How these white supremacists or any other extremists are “de-radicalized” is not explicitly addressed in the film, although Lauren Southern is nearly granted a redemption arc. From the start, the camera offers the white nationalist a measure of sympathy. One shot lingers on her stoic reaction to a man’s comment that “women ruin everything,” and in another scene, she openly expresses her struggle to reconcile her personal life with her public persona, showing some awareness of the reactionism that fueled her internet fame.

Whether these figures deserve those sympathetic glimpses, though, is a charged debate. (Lauren Southern has returned to conspiracy-fueled racist punditry since the documentary’s filming.) But you can at once seek to understand extremism and, at the same time, take action to restrict its influence. Schanzer pointed to cancel culture as a constructive tool to do just that.

“When people say, ‘I'm not gonna support that person anymore, I'm not gonna buy the products that they are sponsoring,’ I mean, that's what cancel culture is, and that's actually making free speech work,” Schanzer said. “That is so consistent with the First Amendment... it's part and parcel of how it's supposed to work. So I think that is a very important way that the average person can fight against this hatred.”

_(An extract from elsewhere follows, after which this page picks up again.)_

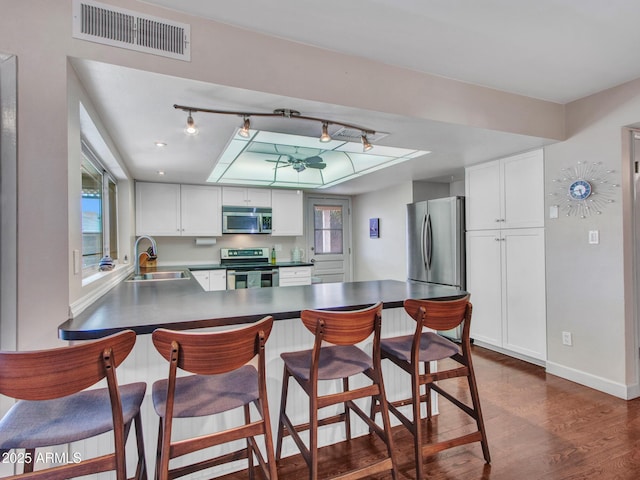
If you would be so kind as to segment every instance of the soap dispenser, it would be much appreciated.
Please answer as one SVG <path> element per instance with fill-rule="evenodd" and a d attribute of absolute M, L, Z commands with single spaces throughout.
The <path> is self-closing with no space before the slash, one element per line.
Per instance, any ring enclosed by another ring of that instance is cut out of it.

Antepli added policy solutions, individual reflection and cross-spectrum dialogue as important ways to counter hate and extinguish its root causes. “White Noise” documents the disease, but, according to Antepli, we all should rise en masse to diagnose and heal it.

“What we are discussing and studying is an American reality,” Antepli said. “These are American citizens. This is part of who we are. As uncomfortable as it makes us, as much as we want to throw up when we think about it, these cancers, these tumors are grown in our own body. And we have every ethical self-interest, moral reason to deal with it as our problem.”